Do you think her information came from the same sources or different ones? What is your rationale?

The primary text structure of A Place for Butterflies could be described as either Cause & Effect or Problem-Solution. But Butterfly or Moth? How Do You Know? has a strong Compare ? Contrast text structure.

Hopefully, students will realize that even though both books are about butterflies, the content of each title is quite different. For Butterfly or Moth?, My main sources included books and personal observations in the natural world. For A Place for Butterflies, I relied heavily on scientific journal articles that I found using a database and interviews with scientists.

Friday, April 15, 2016

Wednesday, April 13, 2016

Behind the Books: I’m Such a Gossip!

Are you a gossip? I am. Like any gossip, I share things I overhear. I just can’t keep a secret.

Sometimes the person speaking doesn’t even know I’m listening.
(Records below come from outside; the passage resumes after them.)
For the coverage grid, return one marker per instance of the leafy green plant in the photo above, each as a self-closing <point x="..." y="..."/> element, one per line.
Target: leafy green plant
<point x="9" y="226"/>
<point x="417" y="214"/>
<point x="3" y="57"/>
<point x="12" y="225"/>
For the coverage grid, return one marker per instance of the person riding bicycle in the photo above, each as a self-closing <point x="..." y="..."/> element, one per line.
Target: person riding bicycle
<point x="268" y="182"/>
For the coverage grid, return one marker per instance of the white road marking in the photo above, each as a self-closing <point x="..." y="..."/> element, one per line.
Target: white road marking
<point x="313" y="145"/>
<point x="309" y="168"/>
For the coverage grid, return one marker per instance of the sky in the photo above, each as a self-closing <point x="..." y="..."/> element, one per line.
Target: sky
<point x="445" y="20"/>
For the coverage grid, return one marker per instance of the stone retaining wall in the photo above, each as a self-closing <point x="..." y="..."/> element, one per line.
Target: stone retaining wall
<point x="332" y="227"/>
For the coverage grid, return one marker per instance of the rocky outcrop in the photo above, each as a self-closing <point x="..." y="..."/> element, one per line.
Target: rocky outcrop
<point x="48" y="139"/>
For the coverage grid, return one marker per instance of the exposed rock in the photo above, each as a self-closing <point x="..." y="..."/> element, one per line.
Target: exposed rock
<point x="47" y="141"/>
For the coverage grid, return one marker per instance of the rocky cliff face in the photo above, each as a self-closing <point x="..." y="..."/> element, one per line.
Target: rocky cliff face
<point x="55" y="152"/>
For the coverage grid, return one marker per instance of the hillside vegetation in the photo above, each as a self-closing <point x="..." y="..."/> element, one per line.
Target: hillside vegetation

But my ears are always open for juicy tidbits.

And like any gossip, I share things that I think other people will find interesting. Some gossips might tell people about the crazy thing their neighbor did last week. Others might spread news about the tragic situation a friend is facing.
What do I gossip about? Science.

When I overhear a fascinating fact or an amazing story or a cool idea, I just can’t keep it to myself. I want to share it with EVERYONE.  And that’s why I’m a nonfiction writer. My job is to share information in a way that will make my audience just as interested as I am.

Here are a few examples. When I was at a nature center near my home, one of the naturalists told me she was working with the local electric company to create new habitat for an endangered butterfly. I immediately wanted to share that story, and eventually, I did in my book A Place for Butterflies.

When my nephew, Colin, was about 5 years old, I heard him say he wanted to know more about “kid insects, you know, insects that are still growing up.” I loved that idea, so I stole it. Soon I was telling kids everywhere how a wide variety of insects grow up in Maggots, Grubs, and More: The Secret Lives of Young Insects.

A few years later, I heard Colin arguing with his sisters, Claire and Caroline, about whether or not tamarin monkeys make barking noises. By now, you probably won’t be surprised to hear that a book grew out of that argument.

Can an Aardvark Bark? will be published in 2017. Would you like a sneak peek at the sketches? It’s illustrated by the uber-talented Steve Jenkins.

See, I told you I was a gossip. I really just can’t keep a secret.

Monday, April 11, 2016

Book of the Week: A Place for Butterflies

Educators often ask me which of my books would work best in their classroom. So this year, I’ve decided to feature a book each week and highlight related teaching materials and strategies.

A Place for Butterflies was originally published in 2006, but was revised and updated in 2014, so it has the latest information about the challenges butterflies face and how we can do simple things to help them survive.

You could share one or two spreads to support NGSS PE K-ESS3-3 or read the whole book as part of a lesson that addresses NGSS PE 5-ESS3-1.

I have also created a Teacher’s Guide that makes connections to a wide variety of NGSS and Common Core standards. You can find additional activities, including a life cycle song, here.

This book is great for Reading Buddies programs. For more information, read this article and look at the materials on my CCSS ELA RIT #1 & 2: Reading Buddies pinterest board. I also have a pinterest board devoted to A Place for Butterflies.

The main text of A Place for Butterfliess has both a cause & effect text structure and a problem-solution text structure, while many of the sibdebars compare past human activities that hurt butterflies to current more butterfly-friendly activities. That makes it a great mentor text for students learning about nonfiction text structures.